株式会社D T S
課題・背景
当社では約3,000名の社員を対象に、1名の専属産業医と1名の常勤保健師が産業保健業務を担っていました。 しかし、健康診断後の事後措置、長時間労働者対応、ストレスチェック後のフォローなどの法令対応業務に多くの時間を要し、本来注力すべき健康増進施策や予防的取り組みに十分な時間を確保できない状況が続いていました。 さらに ・社員からの健康相談や休職・復職支援の増加 ・メンタル不調ケースの複雑化 ・管理職からの「部下の不調への対応方法」に関する相談増加 などにより、既存体制のみでは十分に対応しきれない状況が顕在化していました。
ご利用サービス
統括産業医、専属産業医、保健師
導入してよかった点、担当者からの声
当社では当初、専属産業医と個別契約を締結し体制を構築していました。
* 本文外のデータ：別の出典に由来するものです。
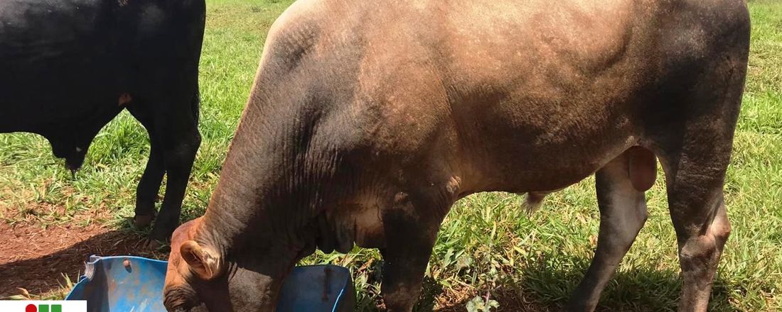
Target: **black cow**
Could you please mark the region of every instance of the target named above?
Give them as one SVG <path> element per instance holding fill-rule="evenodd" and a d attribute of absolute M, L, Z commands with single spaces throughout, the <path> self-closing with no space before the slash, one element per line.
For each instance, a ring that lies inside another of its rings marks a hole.
<path fill-rule="evenodd" d="M 151 142 L 135 223 L 152 221 L 167 172 L 151 234 L 167 239 L 201 140 L 205 7 L 204 0 L 0 1 L 0 133 L 38 133 L 76 170 L 98 131 L 127 108 Z"/>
しかし次第に、以下のような課題が明らかになりました。 ・医師の関与時間に限りがあり、対応案件が滞留する ・メンタル不調案件の増加により、専門的判断に十分な時間を確保しづらい ・休職・復職判定や就業可否判断に時間を要し、現場対応に影響が出る ・医師不在時に相談が集中し、保健師に負荷が偏る これらを踏まえ、「特定の個人に依存する体制」から「組織として安定稼働できる体制」への転換が必要であると判断しました。 そこで、保健師サービスの導入とあわせて、複数医師による産業医サービスへ移行。 既存の専属産業医に加え、複数名の医師が関与する体制を整備し、チーム型産業保健体制へと進化させました。 <導入後の主な変化> 1.医師対応体制の安定化 ・面談枠の安定的確保 ・複数医師によるバックアップ体制の構築 ・専門領域に応じた柔軟な担当配置 これにより、医学的判断の迅速化と質の向上が実現しました。 2.メンタルヘルス対応の強化 ・高ストレス者面談の迅速対応 ・長時間労働者フォローの充実 ・不調者への専門的リスク評価の精度向上 結果として、重症化予防および早期介入の体制が整いました。 3.休職・復職支援の高度化 ・判断プロセスの円滑化 ・個別復職プランの適正化 ・再発防止に向けた継続的フォロー体制の構築 人事部門・現場双方の負担軽減にもつながっています。 4.保健師との連携による相乗効果 保健師派遣サービスの活用により、常勤保健師の業務負荷が分散されました。 その結果、 ・健康データ分析の高度化 ・職場課題の可視化 ・予防的健康施策の企画立案 といった、より戦略的な業務に注力できるようになりました。 現在では、医師と保健師が専門性を活かして連携する体制が確立され、 法令対応(守り)と健康経営推進(攻め)の両立が可能となっています。 <組織として得られた成果> ・法令対応の質と効率の向上 ・健康増進施策の推進(例:運動促進施策、プレゼンティーズム対策等) ・管理職向け支援体制の充実 ・相談しやすい職場環境の整備 ・メンタル不調・健康リスクの早期発見 ・医師×保健師による安定稼働体制の確立 これらの取り組みにより、当社の産業保健体制は持続可能な基盤へと進化し、健康経営の実効性が高まりました。